It is a mixed tank. All the stores that would have pedialite are closed. I will post pics in a few.


----------



## frank6 (Apr 22, 2008)

Here are the pics and his rear legs to twitch unless it is him moving them every once in a while. He couldn't get up to go to the water bowl even if he really wanted to. Thanks


----------



## -Jex- (Mar 29, 2008)

I am just a newbie but if its a mixed tank couldn't stress be a big factor?


----------



## Otis (Apr 16, 2006)

why did you mix? why didn't you tell us that? mixing creates a whole lot of unnecessary problems. i am not going to list all of them because i am tired, but do a search on db about mixing and you will realize you have opened up a can of worms. 

do more research before you buy an animal next time. i'm not saying your frog is sick because of you, but you could have very easily caused it by putting it in with frogs of a different species.


----------



## kristy55303 (Apr 27, 2008)

did dr.frye get into contact with you? personally i would never buy from a pet store. my opinion. I have yet to see one with good husbandry. who knows what diseases these darts have. i would do a search like emily suggested on mixing. big no-no. also quarantine and fecaling is a must. i always say this. read up on the asn protocols for quarantine and fecal procedures. it could be calcium defiency, i don't know how often you dust feeder insects...what your staple diet for them is. what suppliments you use. they do go bad after 6 months once opened and what if the petstore didnt dust? calcium deficiency as well as a lot of other things could have caused this. I always feel for the darts when I hear situations like this. kristy


----------



## asilsdorf (Sep 7, 2005)

frank6 said:


> It is a mixed tank. All the stores that would have pedialite are closed.


There aren't any drug stores or 24-hr grocery stores near you?


----------



## frank6 (Apr 22, 2008)

Dr.Frye still didn't e-mail back. I reasearched and found on breeders websites that leucs and azureus will get along. My staple food is dusted fruit flies and I feed phoenix worms every once in a while. I bought him from a reptile store not a pet store if that makes a difference. Most of the people that work there know what they are doing with the animals. I bought the frog the day after he came in. They didn't even have him out on display in a tank yet. If they did feed him they fed him pinhead crickets. They sell fruit flies but they don't use them to feed.


----------



## frank6 (Apr 22, 2008)

I always dust his food but if it is calcium deficency is there anything I can do with the predialite?


----------



## AlexRible (Oct 16, 2007)

Its kinda hard to tell any thing from the pics. It sounds like place you got your frogs from knows what they are doing. If dr frye still doesn't e-mail you back you might want to take him back there. If you think about it the stress might kill him, but the path hes on now seems like he won't live that much longer.
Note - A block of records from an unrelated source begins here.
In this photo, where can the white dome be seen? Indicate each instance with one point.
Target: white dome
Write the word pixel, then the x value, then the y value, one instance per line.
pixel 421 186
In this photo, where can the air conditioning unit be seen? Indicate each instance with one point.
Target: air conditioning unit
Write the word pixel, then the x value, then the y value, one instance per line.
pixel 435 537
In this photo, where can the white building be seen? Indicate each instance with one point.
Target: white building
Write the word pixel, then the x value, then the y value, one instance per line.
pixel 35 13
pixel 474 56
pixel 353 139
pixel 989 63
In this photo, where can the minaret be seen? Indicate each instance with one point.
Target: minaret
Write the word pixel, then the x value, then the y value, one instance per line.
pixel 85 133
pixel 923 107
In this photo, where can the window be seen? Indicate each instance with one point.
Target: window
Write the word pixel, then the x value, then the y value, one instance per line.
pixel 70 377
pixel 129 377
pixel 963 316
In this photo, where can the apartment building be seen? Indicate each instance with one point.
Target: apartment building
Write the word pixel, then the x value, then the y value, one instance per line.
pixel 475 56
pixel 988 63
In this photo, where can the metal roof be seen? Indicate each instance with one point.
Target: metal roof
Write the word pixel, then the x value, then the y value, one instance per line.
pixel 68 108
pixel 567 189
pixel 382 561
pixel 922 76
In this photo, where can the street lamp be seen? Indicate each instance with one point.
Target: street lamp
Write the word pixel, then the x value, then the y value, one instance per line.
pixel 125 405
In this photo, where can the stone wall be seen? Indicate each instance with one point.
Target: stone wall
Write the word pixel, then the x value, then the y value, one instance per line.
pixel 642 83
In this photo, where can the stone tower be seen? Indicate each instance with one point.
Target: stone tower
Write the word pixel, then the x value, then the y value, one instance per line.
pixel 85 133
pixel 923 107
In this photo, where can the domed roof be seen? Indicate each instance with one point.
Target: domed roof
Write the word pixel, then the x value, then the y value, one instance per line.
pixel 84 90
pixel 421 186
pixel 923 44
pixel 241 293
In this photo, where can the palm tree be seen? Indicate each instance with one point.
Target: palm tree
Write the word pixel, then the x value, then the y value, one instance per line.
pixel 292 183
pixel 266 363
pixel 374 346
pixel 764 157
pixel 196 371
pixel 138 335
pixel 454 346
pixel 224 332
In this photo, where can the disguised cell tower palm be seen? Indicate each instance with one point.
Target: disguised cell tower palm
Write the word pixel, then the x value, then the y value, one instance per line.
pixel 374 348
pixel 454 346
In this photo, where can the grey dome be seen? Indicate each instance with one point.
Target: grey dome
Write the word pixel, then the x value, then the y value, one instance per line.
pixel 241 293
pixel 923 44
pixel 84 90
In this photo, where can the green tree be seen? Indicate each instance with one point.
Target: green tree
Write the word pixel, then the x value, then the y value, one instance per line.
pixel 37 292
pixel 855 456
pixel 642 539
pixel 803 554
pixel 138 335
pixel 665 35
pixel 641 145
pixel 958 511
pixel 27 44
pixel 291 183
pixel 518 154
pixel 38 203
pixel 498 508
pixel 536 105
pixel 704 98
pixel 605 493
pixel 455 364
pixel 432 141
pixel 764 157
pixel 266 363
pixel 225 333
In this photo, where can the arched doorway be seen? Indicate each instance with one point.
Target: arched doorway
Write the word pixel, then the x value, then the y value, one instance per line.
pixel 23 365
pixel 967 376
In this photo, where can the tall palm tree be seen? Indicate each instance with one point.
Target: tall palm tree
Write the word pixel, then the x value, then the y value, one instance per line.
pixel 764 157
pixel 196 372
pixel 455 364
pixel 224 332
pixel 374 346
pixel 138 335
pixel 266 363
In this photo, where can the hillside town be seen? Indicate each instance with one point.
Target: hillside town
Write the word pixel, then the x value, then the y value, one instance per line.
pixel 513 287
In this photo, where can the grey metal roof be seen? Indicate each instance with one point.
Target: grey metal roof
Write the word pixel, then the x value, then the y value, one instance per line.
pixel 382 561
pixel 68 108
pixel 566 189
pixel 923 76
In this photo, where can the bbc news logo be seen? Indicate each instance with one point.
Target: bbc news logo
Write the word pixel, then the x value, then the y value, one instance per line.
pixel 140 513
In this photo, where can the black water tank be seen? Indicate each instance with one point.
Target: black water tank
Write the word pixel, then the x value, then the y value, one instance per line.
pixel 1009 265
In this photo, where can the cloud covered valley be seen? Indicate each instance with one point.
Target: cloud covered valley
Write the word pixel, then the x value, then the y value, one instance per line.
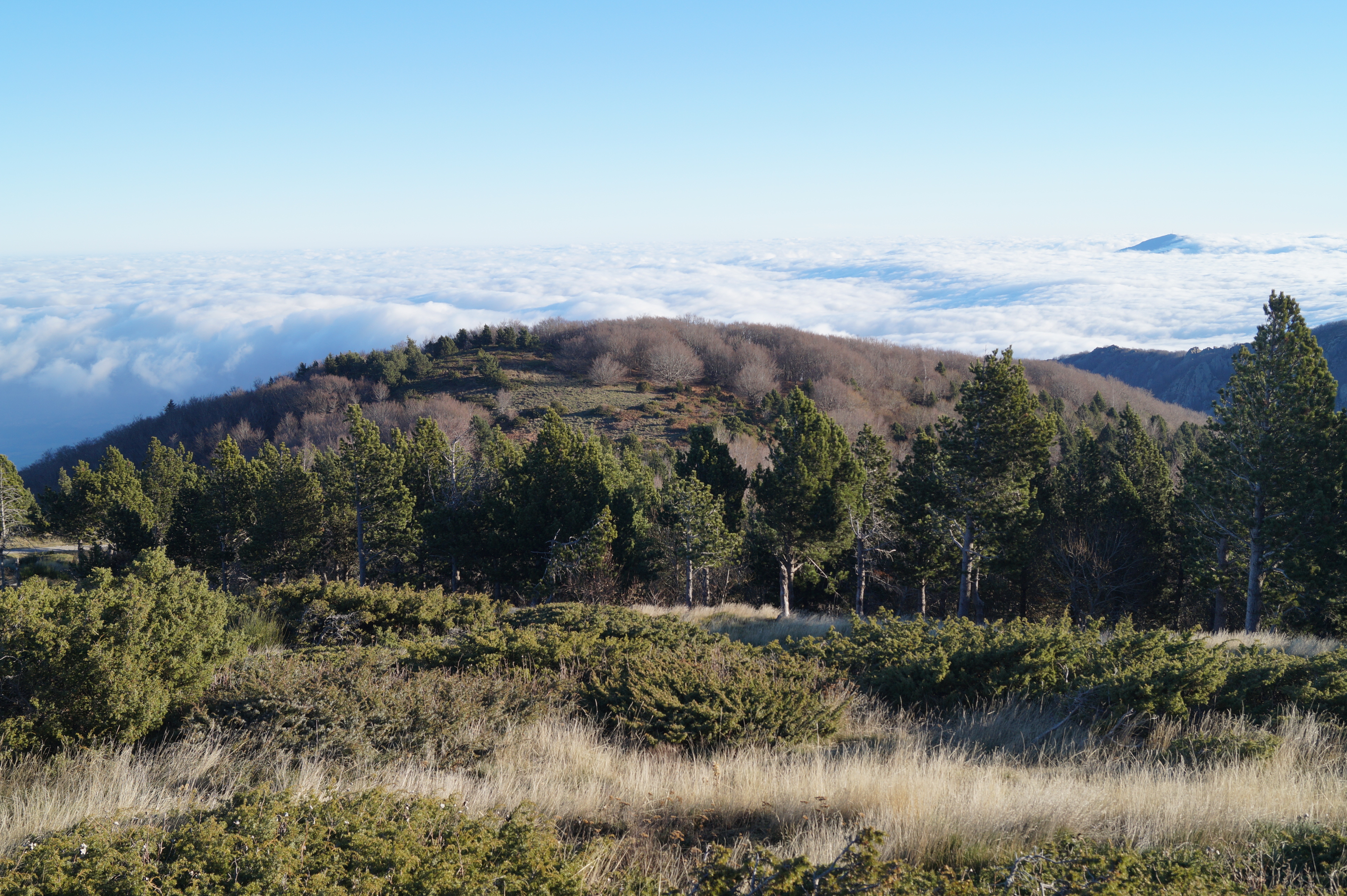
pixel 91 343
Try feeding some him the phoenix worms again to entice him to eat.


----------



## kristy55303 (Apr 27, 2008)

AlexRible said:


> Its kinda hard to tell any thing from the pics. It sounds like place you got your frogs from knows what they are doing. If dr frye still doesn't e-mail you back you might want to take him back there. If you think about it the stress might kill him, but the path hes on now seems like he won't live that much longer. Try feeding some him the phoenix worms again to entice him to eat.


reptile shop or not. its probably some kind of import you have no info. to or about. i would take him back. not one to condone pet/reptile shops sales of darts.Its bad for the hobby. leucs and azureus should not be housed together, especially if opposite sex. they can interbreed and hybridizing is a no-no. having a mixed species tank creates stress....stress you may not see outwardly and lets not forget the disease issues. dr.frye wont get back to you until thursday. he gets busy and wed he is out of the office. kristy


----------



## melissa68 (Feb 16, 2004)

lol Kristy - I highly doubt the frogs are imports. Actually I can be 100% sure the Azureus are not & 99% the luecs are not. 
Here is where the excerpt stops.